5 nouveautés à regarder sur Netflix en octobre

Ce ne sera pas une célébration de l'Halloween. Ce sera plutôt Noël avant le temps !

L’an passé à pareille date, Netflix annonçait une volée de nouveaux films d’horreur sur leur plateforme afin de bien nous primer pour l’Halloween pendant tout le mois d’octobre.

C’était une excellente stratégie et ce fut, ma foi, quatre semaines très agréables, mais il semblerait que le géant du streaming ait changé de philosophie en 2019.  Parce qu’il y a de GROSSES choses qui se brassent pour octobre. C’est bien beau regarder Vendredi 13 pour la 23e fois parce que c’est gratuit, légal et disponible en quelques clics, mais ce serais-tu possible de passer ce temps-là à regarder quelque chose de plus cool et surtout, plus récent?

C’est le pari que prend Netflix, ce mois-ci. Moins de contenu. Pas d’horreur. Mais du gros stock. À noter aussi que la plateforme essaie probablement de combattre la sortie de Joker, le 4 octobre prochain, ce qui est plutôt chic de leur part. Netflix veut vous garder à la maison pour ne pas que vous vous fassiez tirer par un incel

Voici 5 nouveautés à regarder en octobre:

Peaky Blinders, Saison 5 (4 octobre)

Les beaux bad boys Irlandais en costard sont de retour pour une 5e saison de six épisodes, seulement deux semaines après la diffusion originale en Europe, sur les ondes de la BBC. Cette dernière saison a été beaucoup critiquée pour sa brutalité en apparence gratuite selon certains critiques, ce qui risque d’en intriguer plus d’un. 

En terme de séries historiques, on peut difficilement faire mieux que Peaky Blinders et comptez sur moi pour être au rendez-vous. Bouts de cerveaux qui revolent ou non.
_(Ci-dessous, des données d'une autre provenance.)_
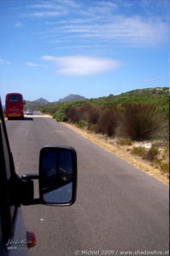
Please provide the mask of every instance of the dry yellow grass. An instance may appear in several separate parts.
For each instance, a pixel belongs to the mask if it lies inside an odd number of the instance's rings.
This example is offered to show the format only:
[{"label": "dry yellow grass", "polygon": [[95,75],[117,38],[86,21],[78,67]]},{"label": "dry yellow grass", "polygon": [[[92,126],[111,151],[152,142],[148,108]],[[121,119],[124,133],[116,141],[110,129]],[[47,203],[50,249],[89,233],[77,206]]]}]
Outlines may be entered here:
[{"label": "dry yellow grass", "polygon": [[107,141],[107,140],[104,139],[103,136],[90,133],[86,130],[83,130],[81,128],[77,128],[73,124],[69,124],[66,122],[62,122],[62,124],[73,130],[74,132],[82,135],[83,137],[90,140],[95,144],[97,144],[105,150],[111,152],[119,158],[123,158],[129,164],[132,164],[137,168],[140,169],[141,170],[146,172],[148,175],[154,176],[157,180],[162,182],[164,184],[169,185],[169,179],[166,175],[161,172],[159,169],[151,166],[149,162],[141,159],[139,157],[132,156],[132,154],[126,150],[126,146],[123,148],[117,145],[110,145],[109,140]]}]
Justice League (7 octobre)

Y’a des désastres cinématographiques qui sont plates et frustrants à regarder et d’autre qui sont drôles et enrichissants à leur manière. Justice League se trouve à quelques part entre ces deux pôles, mais le méchant qui a l’air animé avec de la technologie des années 90, un Aquaman beaucoup trop sexy, la fameuse babine photoshoppée de Superman et des blagues malaisantes visiblement ajoutées lors d’un remontage du studio qui voulait que le film fasse «plus Marvel» sont d’excellentes raisons de regarder ce film comme un regarderait un déraillement de train.

Les fans réclament la mouture du film de son réalisateur original Zack Snyder, mais ça dure probablement 4 heures en comptant deux heures d’effets spéciaux pour couvrir le manque de créativité. Comme tous les autres films de Zack Snyder (ou presque). 

El Camino: A Breaking Bad Movie (11 octobre)

Non, mais j’ai vraiment besoin de convaincre quelqu’un? Dans la vie en général, je suis contre les reboots et les suites qui n’en finissent plus de se suivre. Breaking Bad, c’était le contraire d’une série feel good. C’était malaisant, violent et chaque fois que Walter White parlait avec sa femme, j’avais le goût d’aller me cacher dans le mur.  Mais maudit que c’était satisfaisant. 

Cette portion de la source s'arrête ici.